ApacheCon EU - part 09

2012-11-18 20:54
In the Solr track Elastic Search and Solr Cloud went into competition. The comparison itself was slightly apples-and-oranges like as the speaker compared the current ES version based on Lucene 3.x and Solr Cloud based on Lucene 4.0. During the comparison it still turned out that both solutions are more or less comparable - so choice again depends on your application. However I did like the conclusion: The speaker did not pick a clear winner in terms of projects. However he did have another clear winner: The user community will benefit from there being two projects as this kind of felt competition did speed up development already considerably.

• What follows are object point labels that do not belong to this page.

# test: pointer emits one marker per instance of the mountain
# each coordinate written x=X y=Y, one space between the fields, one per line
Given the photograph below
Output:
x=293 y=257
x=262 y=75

The day finished with hoss' Stump the Chump session: The audience was asked to submit questions before the session, the jury was than asked to pick the winning question that stumped Hoss the most.

Some interesting bits from that question: One guy had the problem of having to provide somewhat diverse results in terms e.g. manufacturers in his online shop. There are a few tricks to deal with this problem: a) clean your data - don't have items that use keyword spamming side by side with regular entries. Assuming this is done you could b) use grouping to collapse items from the same manufacturer and let the user drill deeper from there. Also using c) a secondary sorting value can help - one hint: Solr ships with a random value out of the box for such cases.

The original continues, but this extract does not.